Prove that AB² = AD * AC.

Solution:

• The problem asks to prove $$AB^2 = AD \cdot AC$$.
• This suggests we need to find similar triangles where the sides are in proportion to AB, AD, and AC.
• Consider triangles ABC and ABD.
• Angle A is common to both triangles.
• We need another pair of equal angles.
• The angle between the tangent AB and chord BC is $$\angle ABC$$. This angle subtends arc BC. The inscribed angle subtended by arc BC is $$\angle BAC$$. Therefore, $$\angle ABC = \angle BAC$$. This is incorrect as $$\angle BAC$$ is not related to arc BC in the standard way. The angle between tangent AB and chord BC is equal to the inscribed angle subtended by arc BC, which is $$\angle BDC$$. So, $$\angle ABC = \angle BDC$$. This is also incorrect based on the diagram.
• Let's consider triangles ABC and ADB.
• Angle A is common to both.
• Angle ABC is subtended by arc AC. Angle ADC is also subtended by arc AC. So, $$\angle ABC = \angle ADC$$.
• Therefore, by AA similarity, $$\triangle ABC \sim \triangle ADB$$.
• This gives the proportion: $$\frac{AB}{AD} = \frac{AC}{AB} = \frac{BC}{DB}$$.
• From $$\frac{AB}{AD} = \frac{AC}{AB}$$, cross-multiplying gives $$AB \cdot AB = AD \cdot AC$$, which is $$AB^2 = AD \cdot AC$$.

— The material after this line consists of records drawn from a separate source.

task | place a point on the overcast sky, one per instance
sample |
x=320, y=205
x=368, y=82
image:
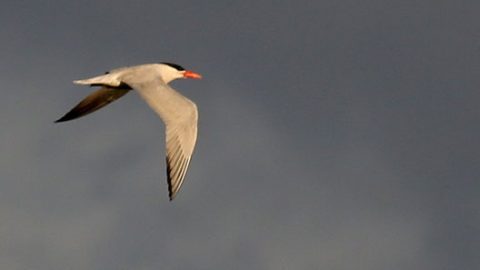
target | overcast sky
x=334, y=134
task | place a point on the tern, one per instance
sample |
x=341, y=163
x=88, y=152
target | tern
x=178, y=113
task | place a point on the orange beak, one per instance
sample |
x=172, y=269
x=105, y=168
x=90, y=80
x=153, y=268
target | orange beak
x=191, y=75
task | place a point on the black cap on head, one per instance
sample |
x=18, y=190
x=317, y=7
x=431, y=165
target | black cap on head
x=175, y=66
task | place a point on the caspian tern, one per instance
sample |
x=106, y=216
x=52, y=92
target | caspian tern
x=178, y=113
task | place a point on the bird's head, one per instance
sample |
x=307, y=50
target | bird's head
x=172, y=72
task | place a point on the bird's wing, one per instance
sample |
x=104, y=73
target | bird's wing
x=93, y=102
x=180, y=116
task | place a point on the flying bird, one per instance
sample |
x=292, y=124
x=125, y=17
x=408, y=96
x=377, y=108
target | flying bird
x=179, y=114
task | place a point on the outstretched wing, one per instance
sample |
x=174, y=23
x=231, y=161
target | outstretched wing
x=180, y=116
x=181, y=137
x=93, y=102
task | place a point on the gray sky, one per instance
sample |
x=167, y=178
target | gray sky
x=333, y=135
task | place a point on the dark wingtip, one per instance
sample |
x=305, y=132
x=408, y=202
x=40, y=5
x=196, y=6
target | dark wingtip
x=64, y=118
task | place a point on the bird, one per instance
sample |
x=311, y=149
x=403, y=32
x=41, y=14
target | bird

Answer: Triangles ABC and ADB are similar by AA similarity because $$\angle A$$ is common to both triangles and $$\angle ABC = \angle ADC$$ (angles subtended by the same arc AC). This similarity leads to the proportion $$\frac{AB}{AD} = \frac{AC}{AB}$$, which rearranges to $$AB^2 = AD \cdot AC$$.